The main sources of rising federal expenditures over the long run are rising costs throughout the U.S. health care system (both public and private) and the aging of the population. Together, these factors will drive up spending for the “big three” domestic programs: Medicare, Medicaid, and Social Security. Health care costs are by far the biggest single factor. For the past 30 years, costs per beneficiary throughout the health care system have been growing approximately 2 percentage points faster per year than per-capita GDP, and our projections assume this pattern will continue through 2050. Limiting health care cost growth to 1 percentage point faster than per-capita GDP growth would shrink the fiscal gap by more than one-third (to 2.7 percent of GDP). If health care costs could be constrained to grow only at the same rate as per-capita GDP — a daunting and probably unachievable goal — the fiscal gap would shrink by more than two-thirds, to just 1.2 percent of GDP.
Fundamental health care reform must be part of any solution.

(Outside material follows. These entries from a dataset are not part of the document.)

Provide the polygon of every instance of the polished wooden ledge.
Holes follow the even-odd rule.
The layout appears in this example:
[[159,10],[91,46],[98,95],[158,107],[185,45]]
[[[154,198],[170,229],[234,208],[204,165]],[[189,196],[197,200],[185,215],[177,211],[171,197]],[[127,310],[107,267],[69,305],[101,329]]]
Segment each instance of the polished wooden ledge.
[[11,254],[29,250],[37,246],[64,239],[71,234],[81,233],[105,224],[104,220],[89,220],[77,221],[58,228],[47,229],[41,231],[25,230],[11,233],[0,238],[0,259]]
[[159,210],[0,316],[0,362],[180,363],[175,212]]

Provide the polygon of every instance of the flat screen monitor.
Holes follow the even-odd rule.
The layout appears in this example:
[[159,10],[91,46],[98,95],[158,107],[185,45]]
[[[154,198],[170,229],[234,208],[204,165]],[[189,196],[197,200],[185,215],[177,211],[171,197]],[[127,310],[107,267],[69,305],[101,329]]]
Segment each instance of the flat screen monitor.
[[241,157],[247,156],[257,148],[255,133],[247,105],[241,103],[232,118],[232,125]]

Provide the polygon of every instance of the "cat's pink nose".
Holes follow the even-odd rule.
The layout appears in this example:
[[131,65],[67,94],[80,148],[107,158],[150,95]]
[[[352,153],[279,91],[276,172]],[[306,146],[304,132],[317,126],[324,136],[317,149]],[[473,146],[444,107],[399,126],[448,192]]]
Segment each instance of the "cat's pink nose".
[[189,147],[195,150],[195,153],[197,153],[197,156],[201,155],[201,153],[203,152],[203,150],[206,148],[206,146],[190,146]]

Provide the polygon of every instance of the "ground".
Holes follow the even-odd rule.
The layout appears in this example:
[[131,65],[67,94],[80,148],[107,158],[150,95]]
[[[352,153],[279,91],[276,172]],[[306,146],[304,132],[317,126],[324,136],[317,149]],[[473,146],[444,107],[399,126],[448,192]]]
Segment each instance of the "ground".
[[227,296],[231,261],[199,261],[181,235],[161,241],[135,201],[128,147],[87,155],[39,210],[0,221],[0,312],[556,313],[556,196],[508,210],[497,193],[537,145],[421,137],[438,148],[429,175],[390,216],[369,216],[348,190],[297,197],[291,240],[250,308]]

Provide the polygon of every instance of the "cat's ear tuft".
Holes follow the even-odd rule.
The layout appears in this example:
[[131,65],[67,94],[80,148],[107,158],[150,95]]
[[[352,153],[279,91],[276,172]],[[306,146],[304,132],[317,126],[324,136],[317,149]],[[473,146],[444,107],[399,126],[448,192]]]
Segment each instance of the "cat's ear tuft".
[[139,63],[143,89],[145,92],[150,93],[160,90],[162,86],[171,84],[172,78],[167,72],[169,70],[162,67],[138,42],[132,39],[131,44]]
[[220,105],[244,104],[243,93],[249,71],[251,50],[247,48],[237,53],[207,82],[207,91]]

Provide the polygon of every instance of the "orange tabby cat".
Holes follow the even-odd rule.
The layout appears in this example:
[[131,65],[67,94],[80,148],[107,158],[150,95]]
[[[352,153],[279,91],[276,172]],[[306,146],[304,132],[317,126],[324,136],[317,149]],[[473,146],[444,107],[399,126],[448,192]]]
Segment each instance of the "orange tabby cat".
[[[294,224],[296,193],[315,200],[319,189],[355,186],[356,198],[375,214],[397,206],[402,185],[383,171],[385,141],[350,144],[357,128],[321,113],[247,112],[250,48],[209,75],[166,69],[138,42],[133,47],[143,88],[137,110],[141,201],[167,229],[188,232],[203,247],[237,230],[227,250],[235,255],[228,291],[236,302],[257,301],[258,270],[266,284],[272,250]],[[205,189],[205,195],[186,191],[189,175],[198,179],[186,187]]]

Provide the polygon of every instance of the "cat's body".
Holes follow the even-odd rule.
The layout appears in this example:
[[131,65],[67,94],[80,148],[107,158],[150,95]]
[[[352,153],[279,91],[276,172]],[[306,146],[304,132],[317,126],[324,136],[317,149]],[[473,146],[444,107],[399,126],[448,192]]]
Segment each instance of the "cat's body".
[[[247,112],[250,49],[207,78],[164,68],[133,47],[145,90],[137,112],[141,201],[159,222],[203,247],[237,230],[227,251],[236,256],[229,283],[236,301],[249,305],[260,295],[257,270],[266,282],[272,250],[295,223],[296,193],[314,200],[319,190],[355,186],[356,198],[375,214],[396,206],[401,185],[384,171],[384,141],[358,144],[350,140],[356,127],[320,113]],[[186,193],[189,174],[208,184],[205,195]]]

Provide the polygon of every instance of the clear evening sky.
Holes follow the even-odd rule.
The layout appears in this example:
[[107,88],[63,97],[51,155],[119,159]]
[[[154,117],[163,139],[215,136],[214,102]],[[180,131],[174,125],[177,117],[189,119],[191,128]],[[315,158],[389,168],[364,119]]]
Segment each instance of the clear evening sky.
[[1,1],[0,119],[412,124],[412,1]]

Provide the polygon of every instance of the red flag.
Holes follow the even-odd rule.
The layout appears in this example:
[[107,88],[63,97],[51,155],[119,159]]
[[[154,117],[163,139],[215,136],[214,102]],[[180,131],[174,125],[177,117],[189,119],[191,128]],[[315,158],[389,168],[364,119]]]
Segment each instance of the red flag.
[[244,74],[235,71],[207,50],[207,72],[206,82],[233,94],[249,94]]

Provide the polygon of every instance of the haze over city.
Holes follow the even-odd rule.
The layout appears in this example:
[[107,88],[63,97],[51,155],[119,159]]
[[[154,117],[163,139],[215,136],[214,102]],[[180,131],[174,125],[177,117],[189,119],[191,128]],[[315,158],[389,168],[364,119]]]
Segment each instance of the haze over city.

Rising costs throughout the health care system exacerbate the long-term budget problem in two ways. They increase federal spending by raising the per-person cost of providing health care through Medicare and Medicaid. (Per-person costs are rising in these programs at about the same rate as in the health care system as a whole, including the public and private sectors.) In addition, rising health care costs shrink federal revenues by increasing the share of the nation’s income that is exempt from taxation. Employer-provided health benefits are excluded from taxable income, and various other provisions of the tax code allow individuals to pay some health care costs from pre-tax income. Thus, when health care costs grow faster than the economy, the share of total income that is exempt from taxation increases.
A major effort is needed to expand our currently limited knowledge about ways to reduce the rate of growth in heath care costs in the public and private sectors alike, while improving the quality of care system-wide. Medicare can play an important role in these efforts, and policymakers should promote initiatives that both restrain cost growth in Medicare and serve as a model for reforms applicable to the system as a whole. Examples include eliminating the large overpayments that Medicare makes to private insurance companies that participate in the Medicare Advantage component of the program, altering Medicare’s payment systems to reward quality and efficiency, and strengthening primary care and care coordination.